Nuggets & Stray Bits
- For a time, I somehow had it in my head that Prime Directive takes place in an alternate timeline. There’s nothing in the text that supports this, either explicitly or implicitly, but somehow it makes more sense to me that way and I’m headcanoning it and there’s nothing you can do about it so myeh.
- Of all the books I would have expected to receive a callback here, Black Fire would have been near the very bottom of the list. But when McCoy shows up disguised as a space pirate and calling himself “Black Ire”, it’s hard to convince oneself that that association wasn’t totally intentional.
- p. 38: “She was about eight standard years old, taller than most her age, which meant she was probably from one of the smaller Martian cities where the citizens had voted against higher gravity.” For some reason, this makes me imagine an outraged citizen of Mars ranting about “them daggone libruls” trying to restrict his freedoms by making it so he can’t jump five feet every step.
- p. 84: Gauvreau tells Kirk not to be such a Herbert, which might be my favorite callback in one of these books so far despite “The Way to Eden” residing among my bottom five episodes.

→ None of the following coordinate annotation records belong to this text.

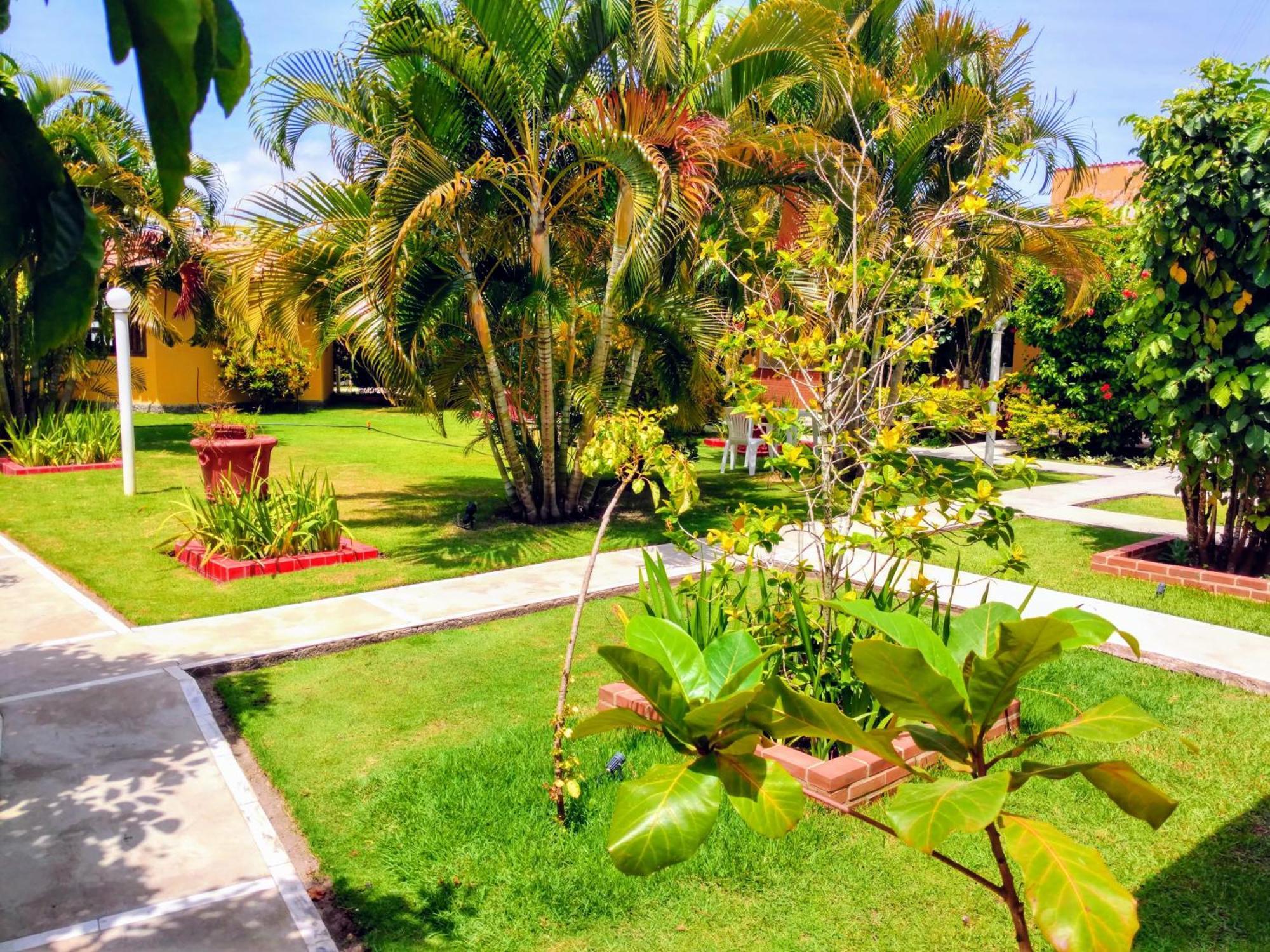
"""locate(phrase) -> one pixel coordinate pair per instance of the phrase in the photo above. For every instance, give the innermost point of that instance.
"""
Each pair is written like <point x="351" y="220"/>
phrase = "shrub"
<point x="1037" y="425"/>
<point x="83" y="436"/>
<point x="1203" y="308"/>
<point x="947" y="689"/>
<point x="1085" y="365"/>
<point x="300" y="515"/>
<point x="265" y="374"/>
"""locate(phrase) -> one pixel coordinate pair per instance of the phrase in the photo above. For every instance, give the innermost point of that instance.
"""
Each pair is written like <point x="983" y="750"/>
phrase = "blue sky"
<point x="1116" y="56"/>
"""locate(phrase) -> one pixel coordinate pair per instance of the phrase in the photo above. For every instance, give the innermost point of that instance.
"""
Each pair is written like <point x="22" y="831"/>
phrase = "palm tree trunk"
<point x="624" y="394"/>
<point x="558" y="793"/>
<point x="540" y="262"/>
<point x="624" y="221"/>
<point x="566" y="422"/>
<point x="479" y="319"/>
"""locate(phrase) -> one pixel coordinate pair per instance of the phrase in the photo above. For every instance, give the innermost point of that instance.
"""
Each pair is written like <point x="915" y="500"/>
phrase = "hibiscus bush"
<point x="1085" y="367"/>
<point x="265" y="374"/>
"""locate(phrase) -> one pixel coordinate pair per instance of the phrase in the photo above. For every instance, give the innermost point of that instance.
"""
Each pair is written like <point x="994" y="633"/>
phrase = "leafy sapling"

- p. 98: Kirk basically invents Ten Forward: “What a starship needs is a bar, Kirk thought. A nice lounge somewhere, maybe forward where there’d be a good view, a few tables, a place to go and relax off duty. Perhaps he’d suggest it in his next report.”

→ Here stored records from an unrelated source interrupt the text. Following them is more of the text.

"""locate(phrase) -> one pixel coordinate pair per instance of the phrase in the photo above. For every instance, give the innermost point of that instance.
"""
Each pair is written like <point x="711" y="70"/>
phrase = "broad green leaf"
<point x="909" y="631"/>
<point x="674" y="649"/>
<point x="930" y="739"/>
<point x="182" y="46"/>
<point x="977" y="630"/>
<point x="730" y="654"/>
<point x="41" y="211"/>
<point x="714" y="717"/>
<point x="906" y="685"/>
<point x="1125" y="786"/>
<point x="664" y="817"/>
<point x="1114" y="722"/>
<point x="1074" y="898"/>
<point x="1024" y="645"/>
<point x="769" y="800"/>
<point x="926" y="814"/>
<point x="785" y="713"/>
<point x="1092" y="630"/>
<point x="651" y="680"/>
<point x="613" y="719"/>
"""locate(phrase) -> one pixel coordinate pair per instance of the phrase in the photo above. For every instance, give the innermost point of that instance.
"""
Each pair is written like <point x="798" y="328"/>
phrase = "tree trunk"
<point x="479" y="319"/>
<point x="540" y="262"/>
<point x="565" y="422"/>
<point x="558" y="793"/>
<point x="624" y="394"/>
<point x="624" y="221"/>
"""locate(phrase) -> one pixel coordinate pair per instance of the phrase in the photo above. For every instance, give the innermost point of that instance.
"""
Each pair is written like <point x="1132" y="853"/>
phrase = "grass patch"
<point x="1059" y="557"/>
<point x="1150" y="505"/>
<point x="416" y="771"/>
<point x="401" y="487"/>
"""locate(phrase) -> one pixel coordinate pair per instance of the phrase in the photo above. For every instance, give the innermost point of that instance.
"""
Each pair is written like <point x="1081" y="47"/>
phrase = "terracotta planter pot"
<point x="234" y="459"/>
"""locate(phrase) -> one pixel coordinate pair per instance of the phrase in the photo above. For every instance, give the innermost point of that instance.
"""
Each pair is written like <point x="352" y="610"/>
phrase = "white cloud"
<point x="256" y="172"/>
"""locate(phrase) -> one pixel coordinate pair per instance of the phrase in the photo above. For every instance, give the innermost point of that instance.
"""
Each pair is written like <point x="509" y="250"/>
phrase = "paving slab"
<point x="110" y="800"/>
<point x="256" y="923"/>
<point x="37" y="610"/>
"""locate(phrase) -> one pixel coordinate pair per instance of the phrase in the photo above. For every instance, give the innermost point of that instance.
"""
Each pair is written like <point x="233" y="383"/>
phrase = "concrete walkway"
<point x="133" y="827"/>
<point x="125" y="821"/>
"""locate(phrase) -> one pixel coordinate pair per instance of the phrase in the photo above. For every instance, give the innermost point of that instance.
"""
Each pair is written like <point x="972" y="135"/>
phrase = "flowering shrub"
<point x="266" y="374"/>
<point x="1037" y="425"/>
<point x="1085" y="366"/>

- p. 136: Kirk is well and truly wigged out by television: “You mean the Talin just watch those transmissions without the ability to alter them as they proceed?” Maybe we should get Sisko in here to explain the appeal.
- p. 335: Spock gives Sulu a 2 percent lower chance of making it to Talin IV than Chekov despite the fact that they went together. When Sulu shows (possibly mock) indignation, Spock explains that he factored in the possibility that Sulu might enjoy the pirate life enough to ditch Chekov and the idea of returning to Talin altogether. Can’t fault that logic.
Final Assessment
Excellent. Without question the best event novel covered on this site so far, Prime Directive brings the heat from the very beginning and never lets up for a second. It’s bursting at the seams with action, tension, and the kinds of little details that really put Star Trek over the top as a one-of-a-kind fictional universe. Marvelous character work all around. An absolute delight, and one of the top must-reads for anyone who wants to obtain a solid grasp of the qualities that make the TOS crew so legendary.

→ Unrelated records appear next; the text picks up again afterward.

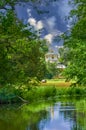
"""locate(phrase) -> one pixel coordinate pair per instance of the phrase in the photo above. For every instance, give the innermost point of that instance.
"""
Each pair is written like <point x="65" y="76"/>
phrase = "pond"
<point x="44" y="115"/>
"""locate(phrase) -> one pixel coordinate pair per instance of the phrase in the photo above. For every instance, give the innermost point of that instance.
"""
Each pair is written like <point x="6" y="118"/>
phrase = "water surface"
<point x="44" y="115"/>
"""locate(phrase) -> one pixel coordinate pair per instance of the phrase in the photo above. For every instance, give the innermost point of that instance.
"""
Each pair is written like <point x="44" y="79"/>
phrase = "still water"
<point x="44" y="115"/>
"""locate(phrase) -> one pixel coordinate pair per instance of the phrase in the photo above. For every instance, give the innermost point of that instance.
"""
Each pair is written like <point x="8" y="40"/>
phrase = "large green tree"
<point x="76" y="45"/>
<point x="21" y="50"/>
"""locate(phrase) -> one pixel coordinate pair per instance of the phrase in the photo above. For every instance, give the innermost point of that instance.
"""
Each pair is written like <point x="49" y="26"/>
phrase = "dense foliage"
<point x="76" y="45"/>
<point x="21" y="50"/>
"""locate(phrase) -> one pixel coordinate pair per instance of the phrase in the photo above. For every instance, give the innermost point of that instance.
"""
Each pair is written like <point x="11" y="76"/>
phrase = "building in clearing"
<point x="51" y="57"/>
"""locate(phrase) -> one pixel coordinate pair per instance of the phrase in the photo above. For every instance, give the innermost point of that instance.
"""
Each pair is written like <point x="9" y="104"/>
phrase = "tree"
<point x="76" y="44"/>
<point x="21" y="50"/>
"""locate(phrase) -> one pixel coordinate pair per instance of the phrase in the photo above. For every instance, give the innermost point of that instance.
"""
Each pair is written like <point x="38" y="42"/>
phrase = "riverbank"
<point x="35" y="93"/>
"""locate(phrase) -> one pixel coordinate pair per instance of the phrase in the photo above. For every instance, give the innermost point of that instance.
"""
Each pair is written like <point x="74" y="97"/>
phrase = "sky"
<point x="51" y="21"/>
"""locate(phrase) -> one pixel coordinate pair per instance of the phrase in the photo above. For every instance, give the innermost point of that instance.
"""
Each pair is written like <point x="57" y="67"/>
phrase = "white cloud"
<point x="29" y="12"/>
<point x="32" y="21"/>
<point x="51" y="22"/>
<point x="49" y="38"/>
<point x="36" y="24"/>
<point x="39" y="25"/>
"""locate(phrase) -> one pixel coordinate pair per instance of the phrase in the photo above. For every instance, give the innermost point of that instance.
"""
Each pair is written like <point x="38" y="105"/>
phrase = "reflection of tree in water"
<point x="20" y="119"/>
<point x="35" y="119"/>
<point x="70" y="114"/>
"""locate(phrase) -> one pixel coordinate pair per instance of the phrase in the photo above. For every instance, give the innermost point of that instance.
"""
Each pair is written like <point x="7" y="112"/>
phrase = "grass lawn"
<point x="57" y="83"/>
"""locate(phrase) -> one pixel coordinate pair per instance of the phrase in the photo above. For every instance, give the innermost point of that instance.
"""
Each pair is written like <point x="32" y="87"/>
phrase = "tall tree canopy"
<point x="21" y="50"/>
<point x="76" y="45"/>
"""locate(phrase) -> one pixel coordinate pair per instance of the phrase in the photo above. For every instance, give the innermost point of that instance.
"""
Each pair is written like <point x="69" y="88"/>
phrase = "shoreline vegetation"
<point x="43" y="91"/>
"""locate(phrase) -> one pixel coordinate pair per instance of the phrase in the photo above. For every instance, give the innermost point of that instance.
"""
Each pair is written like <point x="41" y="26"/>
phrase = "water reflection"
<point x="67" y="115"/>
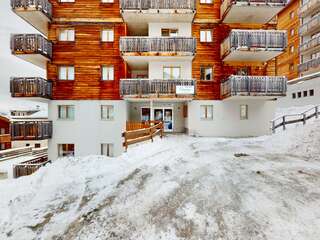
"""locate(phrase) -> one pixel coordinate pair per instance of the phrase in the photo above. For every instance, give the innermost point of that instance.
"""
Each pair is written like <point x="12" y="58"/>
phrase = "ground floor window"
<point x="65" y="150"/>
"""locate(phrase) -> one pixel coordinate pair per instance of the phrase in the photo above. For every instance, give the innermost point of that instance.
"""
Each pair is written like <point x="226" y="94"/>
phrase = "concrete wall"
<point x="226" y="118"/>
<point x="87" y="131"/>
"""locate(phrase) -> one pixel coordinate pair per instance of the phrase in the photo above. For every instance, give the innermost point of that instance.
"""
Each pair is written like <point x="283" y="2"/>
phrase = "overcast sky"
<point x="9" y="64"/>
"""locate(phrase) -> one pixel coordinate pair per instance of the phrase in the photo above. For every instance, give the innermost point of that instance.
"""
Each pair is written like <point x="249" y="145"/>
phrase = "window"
<point x="205" y="36"/>
<point x="107" y="35"/>
<point x="206" y="112"/>
<point x="244" y="112"/>
<point x="107" y="112"/>
<point x="165" y="32"/>
<point x="66" y="73"/>
<point x="206" y="73"/>
<point x="107" y="73"/>
<point x="107" y="149"/>
<point x="65" y="150"/>
<point x="171" y="73"/>
<point x="67" y="35"/>
<point x="66" y="112"/>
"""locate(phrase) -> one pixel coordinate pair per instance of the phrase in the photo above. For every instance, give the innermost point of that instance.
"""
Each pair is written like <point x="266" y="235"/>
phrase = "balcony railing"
<point x="310" y="26"/>
<point x="31" y="130"/>
<point x="158" y="44"/>
<point x="31" y="87"/>
<point x="308" y="65"/>
<point x="140" y="87"/>
<point x="309" y="7"/>
<point x="268" y="40"/>
<point x="311" y="44"/>
<point x="237" y="85"/>
<point x="41" y="5"/>
<point x="157" y="4"/>
<point x="31" y="44"/>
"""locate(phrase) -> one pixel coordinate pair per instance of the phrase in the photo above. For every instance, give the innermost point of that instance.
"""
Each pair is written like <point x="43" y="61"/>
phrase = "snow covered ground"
<point x="176" y="188"/>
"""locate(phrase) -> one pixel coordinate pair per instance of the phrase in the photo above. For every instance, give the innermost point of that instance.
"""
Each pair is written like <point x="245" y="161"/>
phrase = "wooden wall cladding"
<point x="87" y="54"/>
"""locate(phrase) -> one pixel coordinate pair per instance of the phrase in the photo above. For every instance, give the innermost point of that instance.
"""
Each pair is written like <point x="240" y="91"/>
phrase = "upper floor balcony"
<point x="31" y="130"/>
<point x="33" y="48"/>
<point x="158" y="88"/>
<point x="311" y="26"/>
<point x="254" y="86"/>
<point x="31" y="87"/>
<point x="253" y="45"/>
<point x="250" y="11"/>
<point x="38" y="13"/>
<point x="309" y="7"/>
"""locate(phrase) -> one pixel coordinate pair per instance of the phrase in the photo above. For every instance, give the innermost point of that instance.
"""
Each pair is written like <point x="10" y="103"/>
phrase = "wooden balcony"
<point x="146" y="88"/>
<point x="250" y="11"/>
<point x="309" y="7"/>
<point x="33" y="48"/>
<point x="310" y="27"/>
<point x="310" y="66"/>
<point x="31" y="130"/>
<point x="254" y="86"/>
<point x="253" y="45"/>
<point x="38" y="13"/>
<point x="33" y="87"/>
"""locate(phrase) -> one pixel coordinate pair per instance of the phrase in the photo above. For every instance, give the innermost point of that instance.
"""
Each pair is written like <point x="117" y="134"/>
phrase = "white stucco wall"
<point x="226" y="118"/>
<point x="184" y="29"/>
<point x="87" y="131"/>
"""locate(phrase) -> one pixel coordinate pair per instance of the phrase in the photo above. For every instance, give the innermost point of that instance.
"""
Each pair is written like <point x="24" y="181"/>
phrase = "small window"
<point x="107" y="35"/>
<point x="205" y="36"/>
<point x="65" y="150"/>
<point x="206" y="73"/>
<point x="66" y="112"/>
<point x="66" y="73"/>
<point x="206" y="112"/>
<point x="67" y="35"/>
<point x="107" y="73"/>
<point x="107" y="149"/>
<point x="107" y="112"/>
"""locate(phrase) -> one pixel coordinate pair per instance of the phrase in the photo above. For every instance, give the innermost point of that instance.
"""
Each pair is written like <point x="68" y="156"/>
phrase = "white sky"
<point x="9" y="64"/>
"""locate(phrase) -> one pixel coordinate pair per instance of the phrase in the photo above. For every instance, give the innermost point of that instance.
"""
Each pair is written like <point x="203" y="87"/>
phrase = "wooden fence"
<point x="146" y="132"/>
<point x="294" y="118"/>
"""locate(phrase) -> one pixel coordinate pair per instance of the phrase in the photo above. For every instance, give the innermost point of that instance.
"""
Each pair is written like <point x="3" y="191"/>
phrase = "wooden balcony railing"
<point x="41" y="5"/>
<point x="311" y="44"/>
<point x="309" y="7"/>
<point x="157" y="4"/>
<point x="140" y="87"/>
<point x="254" y="86"/>
<point x="271" y="40"/>
<point x="31" y="44"/>
<point x="308" y="65"/>
<point x="158" y="44"/>
<point x="31" y="130"/>
<point x="31" y="87"/>
<point x="312" y="25"/>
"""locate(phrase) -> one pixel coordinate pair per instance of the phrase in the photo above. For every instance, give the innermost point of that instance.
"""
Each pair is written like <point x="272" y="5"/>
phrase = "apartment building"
<point x="205" y="68"/>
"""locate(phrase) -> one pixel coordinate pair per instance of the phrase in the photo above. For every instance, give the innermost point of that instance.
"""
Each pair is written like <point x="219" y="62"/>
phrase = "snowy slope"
<point x="176" y="188"/>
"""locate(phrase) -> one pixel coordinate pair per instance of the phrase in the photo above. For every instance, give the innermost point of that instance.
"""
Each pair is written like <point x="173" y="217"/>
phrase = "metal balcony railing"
<point x="237" y="85"/>
<point x="158" y="44"/>
<point x="134" y="87"/>
<point x="269" y="40"/>
<point x="31" y="87"/>
<point x="157" y="4"/>
<point x="31" y="44"/>
<point x="308" y="65"/>
<point x="41" y="5"/>
<point x="31" y="130"/>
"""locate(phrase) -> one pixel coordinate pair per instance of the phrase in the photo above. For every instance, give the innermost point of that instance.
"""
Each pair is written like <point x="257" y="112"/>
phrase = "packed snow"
<point x="176" y="188"/>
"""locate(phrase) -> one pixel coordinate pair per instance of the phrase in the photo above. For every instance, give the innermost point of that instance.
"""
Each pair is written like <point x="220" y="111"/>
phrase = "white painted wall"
<point x="87" y="131"/>
<point x="226" y="118"/>
<point x="184" y="29"/>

NEXT TIME: Geordi and Dr. Selar see through The Eyes of the Beholders
Adam Goss
Prime Directive was one of those rare novels that frustrate the hell out of me – an amazing roller-coaster ride of a story, great characters, building tension, and then you get to the climax/resolution and…. and… and I don’t understand what the hell happened, or what the point of it all was. Like the roller coaster takes a sudden left-turn and you wind up slowly passing by a corporate board meeting staffed by talking walnuts. I’m sad to say it was not the first time with these authors also – Memory Prime had the exact same frustrating confusing hand-wavium-loaded climax that left me screaming at the book “HUH? What happened? Someone PLEASE explain what happened! I’m not stupid and I can’t understand how this was an explainable resolution!”
Maybe I ought to try it again. Maybe 47 old me will pick up on something 18 me missed…
jess
At this point I can probably admit I didn’t understand Memory Prime that well either.